The amount of radiant energy emitted by a heated body is known to be proportional to the temperature of the body and may be calculated using the Stefan-Boltzmann Law and/or Planck's radiation formula. Conversely, the temperature of a heated body may be calculated by measuring the amount of radiation emitted by that body and relating the amount of radiation so measured to the temperature through the use of the radiation formula. Most conventional pyrometers have utilized this principle of operation. However, the accuracy of these devices has been limited because they have employed estimated emittance factors in their radiation formula calculations.
The use of estimated emittance factors has not generally been a problem since most applications for pyrometers do not require a high degree of accuracy. However, in some fabrication processes for semiconductor wafers, the diffusion characteristics of the dopants used are highly temperature dependent and therefore in order to control the diffusion of such dopants into the thin layers of materials which make up these wafers, a precise knowledge of the temperature of the semiconductor materials is required.

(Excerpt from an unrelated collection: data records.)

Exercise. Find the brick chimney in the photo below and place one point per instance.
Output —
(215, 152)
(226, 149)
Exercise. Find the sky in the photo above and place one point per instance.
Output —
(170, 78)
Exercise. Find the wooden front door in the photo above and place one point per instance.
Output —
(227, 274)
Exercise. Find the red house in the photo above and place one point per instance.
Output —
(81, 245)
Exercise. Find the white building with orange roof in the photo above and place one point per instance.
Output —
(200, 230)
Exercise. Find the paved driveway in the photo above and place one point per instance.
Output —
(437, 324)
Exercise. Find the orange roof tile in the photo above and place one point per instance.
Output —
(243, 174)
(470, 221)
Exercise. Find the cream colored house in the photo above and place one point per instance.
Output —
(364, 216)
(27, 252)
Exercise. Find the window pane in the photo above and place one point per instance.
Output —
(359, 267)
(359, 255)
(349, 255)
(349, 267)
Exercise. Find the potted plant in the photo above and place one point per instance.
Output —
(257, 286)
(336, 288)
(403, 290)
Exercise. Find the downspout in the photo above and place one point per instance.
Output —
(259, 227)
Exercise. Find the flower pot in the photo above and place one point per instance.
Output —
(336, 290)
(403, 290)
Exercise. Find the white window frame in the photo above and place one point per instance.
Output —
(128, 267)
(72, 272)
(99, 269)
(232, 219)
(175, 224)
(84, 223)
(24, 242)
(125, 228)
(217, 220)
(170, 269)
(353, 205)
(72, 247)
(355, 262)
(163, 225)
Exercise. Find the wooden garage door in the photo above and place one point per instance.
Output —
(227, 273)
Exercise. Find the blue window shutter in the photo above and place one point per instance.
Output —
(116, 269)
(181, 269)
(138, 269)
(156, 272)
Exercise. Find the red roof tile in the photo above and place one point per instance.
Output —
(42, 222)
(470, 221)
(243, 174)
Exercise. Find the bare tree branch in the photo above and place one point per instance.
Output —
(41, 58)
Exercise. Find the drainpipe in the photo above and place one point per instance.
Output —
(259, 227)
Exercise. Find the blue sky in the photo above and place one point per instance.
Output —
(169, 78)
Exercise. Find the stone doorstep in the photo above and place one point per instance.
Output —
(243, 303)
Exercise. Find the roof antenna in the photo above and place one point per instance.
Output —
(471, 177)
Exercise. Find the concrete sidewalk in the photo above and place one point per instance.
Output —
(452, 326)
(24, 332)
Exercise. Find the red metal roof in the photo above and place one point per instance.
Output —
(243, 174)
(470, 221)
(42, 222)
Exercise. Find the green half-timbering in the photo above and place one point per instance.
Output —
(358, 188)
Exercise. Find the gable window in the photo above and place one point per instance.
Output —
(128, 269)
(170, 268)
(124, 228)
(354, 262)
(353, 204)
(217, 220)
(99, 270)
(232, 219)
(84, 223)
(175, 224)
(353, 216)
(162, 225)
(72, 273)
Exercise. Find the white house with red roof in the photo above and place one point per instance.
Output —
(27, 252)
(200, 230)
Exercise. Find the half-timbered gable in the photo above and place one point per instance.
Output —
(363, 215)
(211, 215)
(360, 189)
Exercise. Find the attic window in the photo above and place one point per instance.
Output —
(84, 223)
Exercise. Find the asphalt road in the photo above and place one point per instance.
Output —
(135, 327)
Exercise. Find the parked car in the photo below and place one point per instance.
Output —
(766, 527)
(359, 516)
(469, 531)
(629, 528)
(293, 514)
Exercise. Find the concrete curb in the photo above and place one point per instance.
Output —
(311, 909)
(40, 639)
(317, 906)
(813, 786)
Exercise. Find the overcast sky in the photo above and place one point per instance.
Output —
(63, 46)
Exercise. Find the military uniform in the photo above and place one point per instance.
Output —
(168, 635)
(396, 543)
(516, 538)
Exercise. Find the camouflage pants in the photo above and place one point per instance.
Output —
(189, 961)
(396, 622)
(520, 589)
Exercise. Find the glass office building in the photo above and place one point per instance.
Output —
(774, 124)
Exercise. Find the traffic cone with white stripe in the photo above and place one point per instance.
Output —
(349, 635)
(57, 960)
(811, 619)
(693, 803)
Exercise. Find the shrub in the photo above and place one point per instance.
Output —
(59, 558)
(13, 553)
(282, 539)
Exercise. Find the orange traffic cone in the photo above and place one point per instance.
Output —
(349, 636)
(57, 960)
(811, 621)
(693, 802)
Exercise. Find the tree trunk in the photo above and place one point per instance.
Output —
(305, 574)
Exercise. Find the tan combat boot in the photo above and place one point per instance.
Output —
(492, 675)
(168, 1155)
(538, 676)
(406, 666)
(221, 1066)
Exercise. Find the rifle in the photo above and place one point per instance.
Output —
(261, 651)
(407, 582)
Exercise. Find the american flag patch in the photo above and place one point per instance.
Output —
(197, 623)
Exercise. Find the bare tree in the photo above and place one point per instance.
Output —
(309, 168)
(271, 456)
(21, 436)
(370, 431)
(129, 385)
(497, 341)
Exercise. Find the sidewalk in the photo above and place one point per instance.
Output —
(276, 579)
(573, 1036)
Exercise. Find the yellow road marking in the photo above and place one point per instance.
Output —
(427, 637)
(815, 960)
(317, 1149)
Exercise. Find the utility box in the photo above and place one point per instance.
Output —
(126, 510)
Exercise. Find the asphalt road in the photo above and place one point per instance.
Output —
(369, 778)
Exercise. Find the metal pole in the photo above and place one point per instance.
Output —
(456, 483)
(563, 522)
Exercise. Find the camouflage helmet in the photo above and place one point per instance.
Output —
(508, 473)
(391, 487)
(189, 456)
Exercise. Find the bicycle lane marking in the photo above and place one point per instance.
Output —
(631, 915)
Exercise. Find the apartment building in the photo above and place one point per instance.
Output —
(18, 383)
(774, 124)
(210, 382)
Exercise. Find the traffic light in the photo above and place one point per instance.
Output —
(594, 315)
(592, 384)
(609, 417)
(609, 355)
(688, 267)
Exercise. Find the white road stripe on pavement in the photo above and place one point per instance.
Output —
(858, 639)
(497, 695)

In such processes, it is desirable to be able to measure the temperatures of the materials within + or -5.degree. C. in order to properly control diffusion effects. This level of accuracy is considerably beyond the capabilities of most conventional pyrometers.
Furthermore, the use of pyrometry techniques in the measurement of semiconductor wafer temperatures is complicated by the fact that the environment surrounding these wafers is frequently flooded with light from the radiative elements employed in heating and maintaining the temperature of the wafers during processing. Additionally, the measurement of wafer temperatures is rendered yet more difficult by the substantial variations in the emittance factors of such wafers due to interference effects arising from interactions between the emissions from the various layers of the wafers themselves. Many conventional pyrometers cannot be used in this environment because their readings would be seriously contaminated by stray radiation and would be significantly affected by errors in the estimated emittance factors they employ.
It is, therefore, an object of the present invention to provide a method and apparatus for pyrometry which provide more accurate temperature readings than previously used techniques.
It is another object of the present invention to provide a method and apparatus for pyrometry in which the emittance factor associated with the body whose temperature is being measured is accurately derived.
It is a further object of the present invention to provide a method and apparatus for pyrometry which is especially adapted for precisely measuring the temperatures of semiconductor materials during wafer fabrication processes and avoids the contamination problems associated with the radiation present in the fabrication environment.